OPINI, Suara Jelata—Malino adalah salah satu kelurahan yang terletak di wilayah administratif Kabupaten Gowa, tepatnya di kecamatan Tinggimoncong. Berjarak 90 KM dari kota Makassar, Malino bisa ditempuh dengan waktu sekitar 2 jam berkendara.
Malino selain dikenal dengan suhu dinginnya, juga dikenal sebagai daerah wisata alam yang memiliki daya tarik di berbagai objek wisatanya. Air terjun, Kebun Teh (Malino Highland), Hutan Pinus, Gunung Bawakaraeng, dan lain-lain adalah ciri khas wisata di tempat ini.
Oleh-oleh khas Malino juga tidak luput dari daya tarik daerah berjuluk Kota Bunga ini. Oleh-oleh seperti buah Markisa, Tenteng, Dodol Ketan, serta berbagai jenis sayuran dihasilkan daerah yang pernah menjadi lokasi Konferensi yang membahas tentang gagasan berdirinya Negara Indonesia Timur (NIT) pada tahun 1946 silam.
Pemerintah Kabupaten Gowa terus mengembangkan potensi wisata di Kota Malino. Salah satunya dengan menggelar event Beatiful Malino yang diselenggarakan perdana 2017 lalu.
Tahun ini event tersebut kembali digelar untuk ketiga kalinya, tepatnya pada 12-14 Juli 2019 dengan nuansa ‘Romantic’.
Kegiatan tersebut dikonsep dengan sangat mewah dengan berbagai rangkaian acara di dalamnya. Termasuk mendatangkan artis dan band ternama seperti Gigi Band dan Andmesh Kamaleng.
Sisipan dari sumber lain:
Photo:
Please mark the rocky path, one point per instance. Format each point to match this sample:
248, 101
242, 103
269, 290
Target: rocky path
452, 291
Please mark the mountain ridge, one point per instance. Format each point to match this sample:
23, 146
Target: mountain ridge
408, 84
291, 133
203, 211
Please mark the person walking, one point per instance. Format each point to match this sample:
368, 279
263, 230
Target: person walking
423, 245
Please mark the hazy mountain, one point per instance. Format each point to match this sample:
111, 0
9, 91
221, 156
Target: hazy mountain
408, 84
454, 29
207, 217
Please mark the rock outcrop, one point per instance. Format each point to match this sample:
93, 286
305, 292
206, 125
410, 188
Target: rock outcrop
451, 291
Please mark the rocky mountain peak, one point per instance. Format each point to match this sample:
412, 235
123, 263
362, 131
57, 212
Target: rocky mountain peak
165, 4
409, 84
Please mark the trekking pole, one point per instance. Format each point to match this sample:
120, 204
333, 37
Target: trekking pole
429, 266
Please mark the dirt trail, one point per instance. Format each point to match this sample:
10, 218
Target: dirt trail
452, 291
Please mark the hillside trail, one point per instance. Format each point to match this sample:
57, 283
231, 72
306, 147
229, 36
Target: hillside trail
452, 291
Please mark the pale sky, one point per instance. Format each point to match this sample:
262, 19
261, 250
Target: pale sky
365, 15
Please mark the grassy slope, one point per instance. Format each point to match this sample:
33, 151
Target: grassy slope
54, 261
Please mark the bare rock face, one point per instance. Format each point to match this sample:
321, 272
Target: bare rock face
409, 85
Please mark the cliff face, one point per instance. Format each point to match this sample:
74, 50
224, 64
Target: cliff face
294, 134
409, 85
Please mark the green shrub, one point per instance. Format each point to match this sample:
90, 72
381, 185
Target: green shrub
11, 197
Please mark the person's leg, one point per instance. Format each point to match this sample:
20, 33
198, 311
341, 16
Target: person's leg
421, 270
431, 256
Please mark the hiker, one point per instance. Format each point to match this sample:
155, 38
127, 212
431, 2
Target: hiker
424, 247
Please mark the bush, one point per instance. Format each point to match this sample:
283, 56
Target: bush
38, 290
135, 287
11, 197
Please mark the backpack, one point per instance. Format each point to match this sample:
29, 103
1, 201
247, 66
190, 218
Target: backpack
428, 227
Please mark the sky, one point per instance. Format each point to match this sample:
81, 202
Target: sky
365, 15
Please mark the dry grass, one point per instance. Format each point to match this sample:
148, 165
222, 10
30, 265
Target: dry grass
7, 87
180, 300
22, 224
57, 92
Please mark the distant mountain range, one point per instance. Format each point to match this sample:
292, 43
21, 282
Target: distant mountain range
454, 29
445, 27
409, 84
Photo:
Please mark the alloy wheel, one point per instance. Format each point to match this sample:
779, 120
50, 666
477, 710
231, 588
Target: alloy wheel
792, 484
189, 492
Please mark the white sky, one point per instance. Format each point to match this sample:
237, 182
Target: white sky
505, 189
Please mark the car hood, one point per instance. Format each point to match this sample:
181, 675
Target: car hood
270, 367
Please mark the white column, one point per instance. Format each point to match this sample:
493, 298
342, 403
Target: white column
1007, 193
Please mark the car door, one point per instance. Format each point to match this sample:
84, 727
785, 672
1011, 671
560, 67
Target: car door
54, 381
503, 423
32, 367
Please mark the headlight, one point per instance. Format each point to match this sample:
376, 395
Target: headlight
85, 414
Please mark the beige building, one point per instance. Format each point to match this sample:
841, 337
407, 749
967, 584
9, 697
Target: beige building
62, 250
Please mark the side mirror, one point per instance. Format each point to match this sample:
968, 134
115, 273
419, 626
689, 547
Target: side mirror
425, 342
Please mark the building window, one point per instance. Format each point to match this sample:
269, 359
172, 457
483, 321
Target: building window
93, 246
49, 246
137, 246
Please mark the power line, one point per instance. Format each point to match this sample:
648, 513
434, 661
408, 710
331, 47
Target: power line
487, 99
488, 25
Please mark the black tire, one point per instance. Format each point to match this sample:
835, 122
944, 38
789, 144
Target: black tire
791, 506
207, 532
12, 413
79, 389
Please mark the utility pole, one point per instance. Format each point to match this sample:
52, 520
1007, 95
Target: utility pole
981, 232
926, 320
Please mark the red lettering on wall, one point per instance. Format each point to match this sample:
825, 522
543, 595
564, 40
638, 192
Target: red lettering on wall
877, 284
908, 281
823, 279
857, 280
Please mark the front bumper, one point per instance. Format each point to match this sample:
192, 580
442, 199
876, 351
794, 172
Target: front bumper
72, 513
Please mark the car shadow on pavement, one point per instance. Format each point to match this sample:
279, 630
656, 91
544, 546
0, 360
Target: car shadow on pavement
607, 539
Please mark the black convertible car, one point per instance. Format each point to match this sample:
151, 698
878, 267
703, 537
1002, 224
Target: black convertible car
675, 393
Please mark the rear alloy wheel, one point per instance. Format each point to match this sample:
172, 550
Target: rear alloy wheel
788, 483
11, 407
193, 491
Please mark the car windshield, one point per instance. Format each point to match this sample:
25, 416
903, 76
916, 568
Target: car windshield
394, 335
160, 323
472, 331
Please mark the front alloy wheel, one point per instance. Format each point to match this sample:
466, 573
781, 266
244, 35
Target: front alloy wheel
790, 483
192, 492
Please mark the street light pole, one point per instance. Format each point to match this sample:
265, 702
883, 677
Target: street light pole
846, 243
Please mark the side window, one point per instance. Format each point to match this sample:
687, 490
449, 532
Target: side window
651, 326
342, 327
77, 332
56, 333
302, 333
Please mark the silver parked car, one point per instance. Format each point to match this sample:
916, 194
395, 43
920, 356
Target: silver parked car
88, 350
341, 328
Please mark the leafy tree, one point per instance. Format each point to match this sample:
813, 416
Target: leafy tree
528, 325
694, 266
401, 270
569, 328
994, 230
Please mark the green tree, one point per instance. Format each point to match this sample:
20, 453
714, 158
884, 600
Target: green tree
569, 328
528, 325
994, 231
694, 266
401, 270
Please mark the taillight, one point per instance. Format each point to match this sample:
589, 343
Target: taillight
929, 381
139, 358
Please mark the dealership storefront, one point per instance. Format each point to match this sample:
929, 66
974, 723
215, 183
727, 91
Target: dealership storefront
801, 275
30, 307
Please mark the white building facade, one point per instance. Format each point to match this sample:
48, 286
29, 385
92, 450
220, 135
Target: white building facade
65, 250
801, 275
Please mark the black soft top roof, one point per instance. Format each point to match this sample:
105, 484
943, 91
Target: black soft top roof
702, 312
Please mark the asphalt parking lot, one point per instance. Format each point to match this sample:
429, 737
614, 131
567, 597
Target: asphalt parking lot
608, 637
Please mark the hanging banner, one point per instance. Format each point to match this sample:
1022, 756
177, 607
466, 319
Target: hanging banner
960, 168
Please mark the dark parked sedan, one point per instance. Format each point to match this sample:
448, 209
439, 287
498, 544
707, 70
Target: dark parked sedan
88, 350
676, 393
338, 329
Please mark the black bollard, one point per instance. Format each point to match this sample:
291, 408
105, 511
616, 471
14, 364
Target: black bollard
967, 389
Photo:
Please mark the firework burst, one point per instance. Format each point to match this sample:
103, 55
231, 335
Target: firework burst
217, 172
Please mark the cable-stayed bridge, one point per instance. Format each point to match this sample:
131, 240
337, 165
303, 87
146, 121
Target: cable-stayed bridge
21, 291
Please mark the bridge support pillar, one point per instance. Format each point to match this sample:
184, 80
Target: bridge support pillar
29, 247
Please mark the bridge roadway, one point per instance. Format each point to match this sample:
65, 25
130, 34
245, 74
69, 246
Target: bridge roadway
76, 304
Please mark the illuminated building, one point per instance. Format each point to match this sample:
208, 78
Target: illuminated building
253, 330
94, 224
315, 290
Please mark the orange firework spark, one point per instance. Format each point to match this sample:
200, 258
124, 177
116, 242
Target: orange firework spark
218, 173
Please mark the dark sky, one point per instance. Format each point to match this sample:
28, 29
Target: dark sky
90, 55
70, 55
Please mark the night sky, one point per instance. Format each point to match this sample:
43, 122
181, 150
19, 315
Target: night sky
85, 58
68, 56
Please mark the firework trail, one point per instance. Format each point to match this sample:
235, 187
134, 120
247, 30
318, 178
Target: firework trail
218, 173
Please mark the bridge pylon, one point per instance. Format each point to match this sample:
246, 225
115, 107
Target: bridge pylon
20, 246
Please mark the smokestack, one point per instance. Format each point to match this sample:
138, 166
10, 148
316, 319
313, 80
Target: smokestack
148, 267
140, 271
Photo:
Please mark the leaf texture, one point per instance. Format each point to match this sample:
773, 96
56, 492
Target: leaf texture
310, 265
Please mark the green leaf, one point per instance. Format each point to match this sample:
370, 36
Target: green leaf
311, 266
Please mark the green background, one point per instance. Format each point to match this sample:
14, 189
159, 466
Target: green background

Kegiatan tersebut tentu memerlukan biaya yang cukup besar. Hal tersebut tak lain untuk menggenjot potensi wisata yang ada di Malino agar perekonomian masyarakat di wilayah tersebut semakin membaik.
Lalu, ada apa di belakang layar Beatiful Malino??
Ketika berkunjung ke Kota Malino, mayoritas pengunjung hanya mendatangi beberapa destinasi wisata yang ada disana.
Paling dekat adalah Hutan Pinus Malino dan paling jauh Kebun Teh (Malino Highland) atau Pinus Lembanna, sehingga wajar ketika para pengunjung (masih) menganggap keseluruhan Malino dan sekitarnya adalah kota yang indah.
Namun apabila para wisatawan melewati destinasi wisata Pinus Lembanna kurang lebih 3 kilometer hingga masuk ke sebagian wilayah Kecamatan Tombolopao, mereka pasti akan mulai menjumpai hal yang akan membuat mereka kurang ‘percaya diri’ mengatakan Malino Is Beautiful.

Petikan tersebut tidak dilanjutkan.